New EBRI Research: Differentiated Hospital Reimbursement Could Modify Behavior of Hospitals and Patients

8/13/2003

From: Jim Jaffe, 202-775-6353, jaffe@ebri.org, or Paul Fronstin, (202) 775-6352; fronstin@ebri.org, both of the Employee Benefit Research Institute

WASHINGTON, Aug. 13 -- A new type of benefit structure that provides differing cost- sharing levels for various hospital options could change both hospital and beneficiary behavior, according to new research from the Employee Benefit Research Institute (EBRI).
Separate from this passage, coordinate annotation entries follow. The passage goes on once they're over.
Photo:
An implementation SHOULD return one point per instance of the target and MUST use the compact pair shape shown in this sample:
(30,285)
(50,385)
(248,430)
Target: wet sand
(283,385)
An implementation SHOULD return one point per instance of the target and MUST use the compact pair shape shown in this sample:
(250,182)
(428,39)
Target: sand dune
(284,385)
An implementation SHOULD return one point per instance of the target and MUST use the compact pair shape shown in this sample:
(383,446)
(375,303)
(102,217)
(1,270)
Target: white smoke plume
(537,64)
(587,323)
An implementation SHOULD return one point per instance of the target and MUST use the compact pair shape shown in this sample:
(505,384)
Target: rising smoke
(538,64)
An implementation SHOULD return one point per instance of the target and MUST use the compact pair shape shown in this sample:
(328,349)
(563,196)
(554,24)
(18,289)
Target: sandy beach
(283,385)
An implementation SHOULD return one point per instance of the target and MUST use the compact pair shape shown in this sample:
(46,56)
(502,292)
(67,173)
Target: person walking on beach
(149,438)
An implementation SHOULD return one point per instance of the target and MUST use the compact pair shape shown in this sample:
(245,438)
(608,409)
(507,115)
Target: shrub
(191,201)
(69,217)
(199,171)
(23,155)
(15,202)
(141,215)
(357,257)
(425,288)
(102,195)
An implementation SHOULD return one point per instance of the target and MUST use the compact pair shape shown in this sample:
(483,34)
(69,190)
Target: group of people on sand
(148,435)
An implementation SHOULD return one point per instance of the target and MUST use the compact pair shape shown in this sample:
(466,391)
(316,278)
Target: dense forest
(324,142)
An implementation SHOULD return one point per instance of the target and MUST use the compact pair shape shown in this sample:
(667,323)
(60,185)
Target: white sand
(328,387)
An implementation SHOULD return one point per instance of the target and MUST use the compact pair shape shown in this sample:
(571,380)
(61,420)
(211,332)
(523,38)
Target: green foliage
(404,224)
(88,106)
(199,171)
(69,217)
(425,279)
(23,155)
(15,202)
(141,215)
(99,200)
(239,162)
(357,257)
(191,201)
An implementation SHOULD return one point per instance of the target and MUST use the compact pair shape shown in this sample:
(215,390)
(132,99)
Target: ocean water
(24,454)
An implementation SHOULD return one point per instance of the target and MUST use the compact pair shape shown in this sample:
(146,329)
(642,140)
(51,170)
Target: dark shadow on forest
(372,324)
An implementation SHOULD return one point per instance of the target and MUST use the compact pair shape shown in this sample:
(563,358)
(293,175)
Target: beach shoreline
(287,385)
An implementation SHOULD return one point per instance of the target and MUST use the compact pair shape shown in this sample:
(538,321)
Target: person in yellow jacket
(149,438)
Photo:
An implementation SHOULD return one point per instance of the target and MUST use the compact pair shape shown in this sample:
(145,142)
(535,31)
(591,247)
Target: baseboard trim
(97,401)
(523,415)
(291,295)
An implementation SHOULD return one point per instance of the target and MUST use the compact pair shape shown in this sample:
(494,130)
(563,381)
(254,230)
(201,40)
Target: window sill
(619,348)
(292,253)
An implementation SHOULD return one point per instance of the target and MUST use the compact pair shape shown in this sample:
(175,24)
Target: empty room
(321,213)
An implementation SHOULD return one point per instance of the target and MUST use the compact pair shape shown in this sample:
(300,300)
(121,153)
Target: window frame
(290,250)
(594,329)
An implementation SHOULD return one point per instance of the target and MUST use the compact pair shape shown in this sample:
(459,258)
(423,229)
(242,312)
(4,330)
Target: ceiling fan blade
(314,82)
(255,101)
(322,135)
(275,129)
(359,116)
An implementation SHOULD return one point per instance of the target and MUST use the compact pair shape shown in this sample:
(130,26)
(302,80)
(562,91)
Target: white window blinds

The continuing emphasis on containing costs and giving consumers greater power has resulted in a growing number of plans that offer "tiered" hospital coverage, not unlike the preferred provider option for physicians that many of the insured are already familiar with. This movement could encourage some hospitals to renegotiate contracts so as to assure that they were in the most-preferred provider group, according to the August EBRI Issue Brief ("Tiered Networks or Hospital and Physician Health Care Services"). But no one yet knows how large the payment differential would have to be to cause any substantial modification of consumer behavior.

In 2001, Americans spent $451 billion on hospitals, a bit more than 26 percent of the nation's total health care bill. Hospital bills grew by 8 percent that year, although other components of health spending are growing at a significantly faster pace. Americans covered by the Medicare program pay the same amount for a hospital admission regardless of the facility selected.

During the past decade, hospitals have increased their bargaining power with insurers by organizing into systems that sometimes dominate a single market, the EBRI analysis notes. Between 1994 and 2001, the number of hospitals affiliated with such systems rose from 37 percent to 46 percent. Insurance plans have typically favored particular hospitals within a given community, generally as a result of reimbursement patterns, giving patients the choice of getting high reimbursement for a hospital that is included in their plan and low payments for one that is not. The new tiered plans tend to offer a continuum of choices instead of this binary one.

While this change could save money for insurers while providing consumers with broader choice, it is not clear yet whether either goal will be achieved or see any changes in consumer behavior.

"The jury's still out on the question of impact of tiered hospital coverage," said EBRI President and CEO Dallas Salisbury, "and definitive answers are probably still a few years away."